Across the segments, yields contracted at the OMO market by 13 basis points to 4.9per cent following improved trading volumes and at the NTB market by 122 basis points to 2.2 per cent, as market participants covered lost bids at the NTB PMA.

At the PMA, demand continued to outweigh supply, as there was an oversubscription of 6.1x on N14.61 billion worth of bills on offer.

The auction closed with the CBN rolling over N2 billion of the 91-day, N2billion of the 182-day and N10.61 billion of the 364-day – at respective stop rates of 1.80 per cent (previously two per cent), 2.04 per cent (previously 2.20 per cent), and 3.75 per cent (previously 4.02 per cent).

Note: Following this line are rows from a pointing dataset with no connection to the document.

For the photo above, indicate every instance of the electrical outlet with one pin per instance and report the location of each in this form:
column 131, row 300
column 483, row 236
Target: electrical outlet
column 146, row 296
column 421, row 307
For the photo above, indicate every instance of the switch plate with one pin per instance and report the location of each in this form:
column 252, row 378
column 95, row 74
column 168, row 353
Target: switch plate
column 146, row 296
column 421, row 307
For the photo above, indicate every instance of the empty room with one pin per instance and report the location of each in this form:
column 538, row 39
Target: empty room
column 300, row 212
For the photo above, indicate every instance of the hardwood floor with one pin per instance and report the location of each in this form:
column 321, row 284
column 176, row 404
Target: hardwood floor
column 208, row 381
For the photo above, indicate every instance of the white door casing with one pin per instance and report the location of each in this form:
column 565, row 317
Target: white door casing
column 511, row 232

At the OMO auction, the CBN fully allotted N80 billion worth of bills – N20 billion of the 82-day, N20 billion of the 159-day and N60 billion of the 341-day – at respective stop rates of 4.95 per cent, 7.79 per cent, and 8.99 per cent.

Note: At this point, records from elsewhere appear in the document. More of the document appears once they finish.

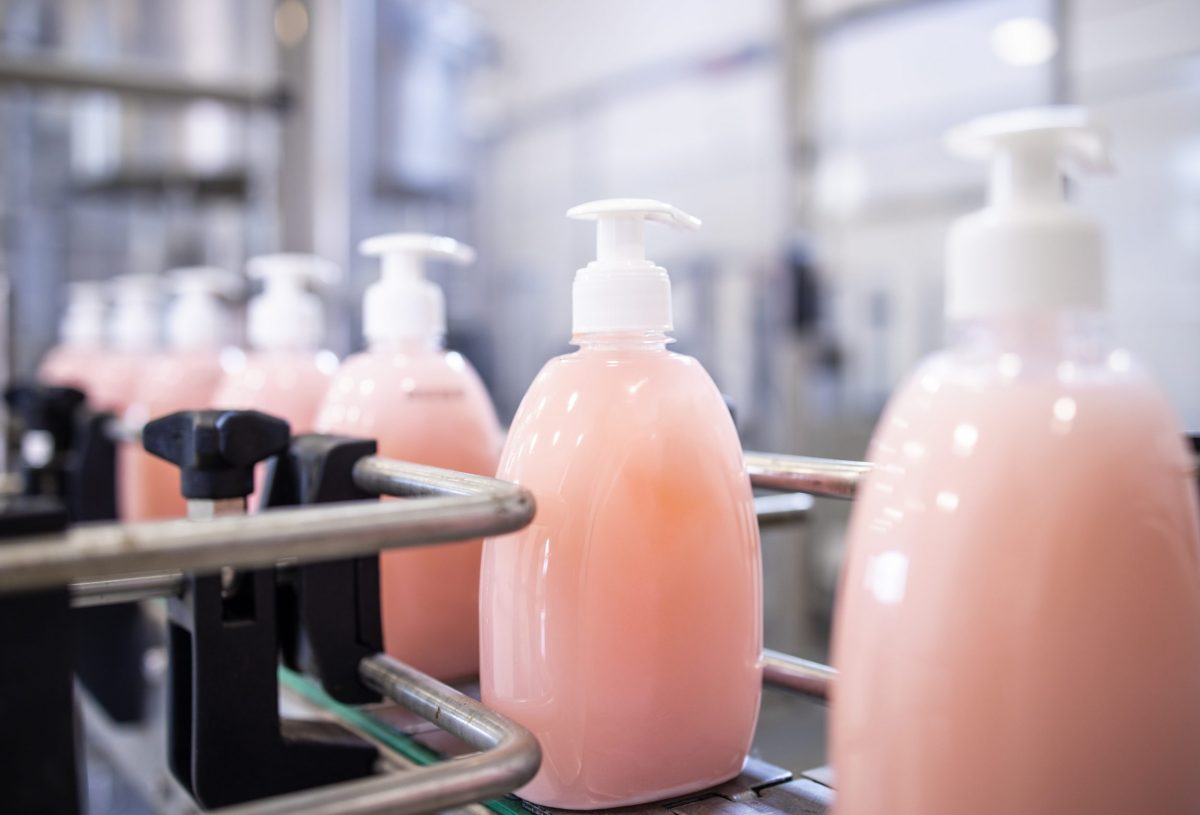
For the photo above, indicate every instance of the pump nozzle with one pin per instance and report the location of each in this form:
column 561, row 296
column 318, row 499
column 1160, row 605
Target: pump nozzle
column 1029, row 250
column 1030, row 149
column 197, row 318
column 133, row 321
column 621, row 291
column 621, row 225
column 83, row 319
column 287, row 316
column 403, row 305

Trading in the FGN bond secondary market was bullish, as investors covered lost bids at the PMA. Consequently, the average yield across instruments contracted by 72 basis points to close at 9.4 per cent.

At the auction, instruments worth N150.00 billion were offered to investors through re-openings – 12.75 per cent APR 2023 (Bid-to-offer: 3.4x; Stop rate: eight per cent), 12.50 per cent MAR 2035 (Bid-to-offer: 2.5x; Stop rate: 11.0), and 12.98 per cent MAR 2050 (Bid-to-offer: 4.7x; Stop rate: 12.2 per cent).

Despite subscriptions across instruments settling at N545.16 billion, the DMO eventually allotted instruments worth N100.0 billion, resulting in a bid-cover ratio of 5.5x.

“We expect demand to be influenced by the tight liquidity next week. Nonetheless, we expect yields to pare, as investors’ demand should remain focused on this side of the market, given the relatively attractive yields compared to the treasury bills space,” analysts at Cordros capital added.